Posts tagged ‘Database’

Database Analysis Through Simulation

Making adjustments to a database schema after it has gone into use is a daunting task. Whether it be because of efficiency issues or the incorporation of a new feature, this is a situation you should avoid at all costs. Often times, however, mistakes and inefficiencies are difficult to spot at implementation time. Only when your database has become populated, often by users who are counting on your applications to be reliable, do these things come to light. So what can you do? One solution is to run a simulation. By this I mean systematically project how your database will look in the future when it has come into use.

Creating a simulation is not a difficult task, provided you have experience in virtually any programming language. All you need to do is write a program that simulates the growth of your site over time. The output would be a sequence of SQL commands (mostly inserts, maybe updates).

How it Works

For the purposes of this example lets assume that your website is some sort of forum. We’ll simplify things by limiting the actions that can be performed. Lets say that a user will be able to:

  • Register
  • Post a new thread
  • Comment on an existing thread
  • Send messages to another user

Start with a small initial population of users, as would be the case after your site was first launched. Now consider the upper limit of your simulation; how many users will your site have when the simulation completes. The simulation will run until your current population size exceeds your upper limit.

Since we want to take a systematic approach to this simulation, it should occur over intervals. An interval is an arbitrary period of time, over which, your population increases by a certain amount, we’ll call this the growth rate. The bulk of our simulation will occur in these intervals. During an interval, each user has a chance of performing one of the actions associated with our site. You must determine the chance of each action occuring in a realistic manner, which reference to your growth rate. Say you expect your site to grow by 5% a week. What is the probability that each user will post a new thread in that time period?

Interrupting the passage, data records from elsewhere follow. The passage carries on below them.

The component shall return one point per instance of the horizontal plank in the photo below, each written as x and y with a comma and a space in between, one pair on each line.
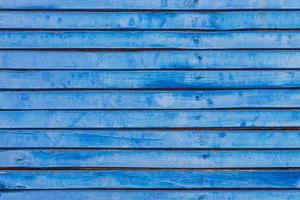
232, 59
85, 79
150, 158
149, 194
149, 39
148, 139
149, 4
150, 119
151, 20
149, 99
150, 179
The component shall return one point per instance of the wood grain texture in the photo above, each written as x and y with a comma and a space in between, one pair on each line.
150, 119
149, 4
150, 159
149, 39
88, 79
151, 20
148, 139
145, 195
233, 59
149, 179
149, 99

double population = 10.000;
double maxPopulation = 1000;
double growthRate = 1.05;

while(population <= maxPopulation)
{
     //simulation interval

    population *= growthRate;
}

In the example above, we start with a population size of 10 and we increase that population by 5 percent until it exceeds the max population of 1000. In each interval we must cycle over each user in the population, and determine if that user performs one of our actions, based on the probabilites we determined. We must also remember to generate new users based on how much our population increased. Now that we have a general frame for our simulation, we must generate our initial population and start generating data in our intervals.

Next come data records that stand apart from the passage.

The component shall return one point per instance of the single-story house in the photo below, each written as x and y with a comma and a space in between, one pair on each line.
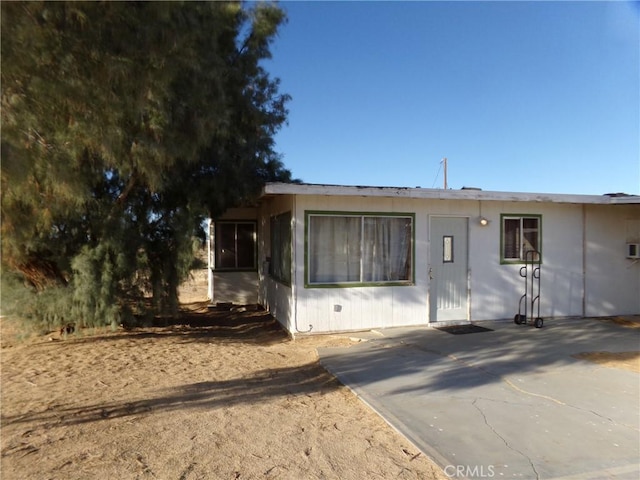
326, 258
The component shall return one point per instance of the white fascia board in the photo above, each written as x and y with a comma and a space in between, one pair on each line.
439, 194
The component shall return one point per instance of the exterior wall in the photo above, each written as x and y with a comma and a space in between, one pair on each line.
574, 281
238, 287
612, 281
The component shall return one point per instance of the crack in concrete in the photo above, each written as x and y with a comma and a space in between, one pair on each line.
507, 444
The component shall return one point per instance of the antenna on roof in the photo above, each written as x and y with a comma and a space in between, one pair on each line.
444, 162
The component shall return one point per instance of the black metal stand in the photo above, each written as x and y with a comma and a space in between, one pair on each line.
530, 300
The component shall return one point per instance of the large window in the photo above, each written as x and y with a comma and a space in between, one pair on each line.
354, 249
520, 235
280, 265
235, 245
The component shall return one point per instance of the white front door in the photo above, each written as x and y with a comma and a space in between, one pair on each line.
448, 269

List commandList = empty list;

List users = empty list;
List threads = empty list; //each thread is assumed to contain a list of comments
List messages = empty list;

double population = 10.000;
double maxPopulation = 1000;
double growthRate = 1.05;

double newThreadChance = .05; //for each user, there is a 2 percent
                                            //that they will post a new thread
double newCommentChance = .30;
double newMessageChance = .05;

//generates random numbers
Random r = new Random();

//generate our initial population
for(int i = 0; i < population; i++)
{
     User u = new User("username", "email", "other info");
     commandList.add(u.toSQL());
     users.add(u);
}

//begin intervals
while(population <= maxPopulation)
{
    //for each user
    for(User u : users)
    {
          if(newThreadChance <= r.nextDouble())
          {
               Thread t = new Thread(u, "title", "content");
               commandList.add(t.toSQL());
               threads.add(t);
          }

          if(newCommentChance <= r.nextDouble())
          {
               //select a random thread
               int index = r.nextInt(threads.size());
               Thread t = threads.get(index);

               Comment c = new Comment(t, u, "content");
               t.addComment(c);
               threads.set(index, t);

               commandList.add(c.toSQL());
          }

          if(newMessageChance <= r.nextDouble())
          {
               //select a random user
               int index = r.nextInt(users.size());
               User recipient = users.get(index);

               Message m = new Message(u, recipient, "subject", "content");
               messages.add(m);
               commandList.add(m.toSQL());
          }
     }

     //increase our population
     for(int i = population; i < population * growthRate; i++)
     {
           User u = new User("username", "email", "other info");
           users.add(u);

           commandList.add(u.toSQL());
      }

     population *= growthRate;
}

The above example is a completed simulation. When it is complete the list commandList will contain a complete list of all of the SQL insert commands, in order, for us to population our database with.

There are some parts of the simulation that I left for the reader to complete on their own. The details of implementing the user, message, thread, and comment objects have been left out. Notice that each of these entities contains a toSQL method. This will simplify the process of converting your objects to SQL. Also, you will have to dump the commandList to a text file so it can be run on your database. This is just one example of how to carry out a simulation. Obviously if you choose to use a non-object oriented approach your implementation will look different.

Once your database is populated you can then navigate your site as if it is teaming with users. This will not only allow you to rate the performance of your site, but allow you to see what it will look like once it has gone into use.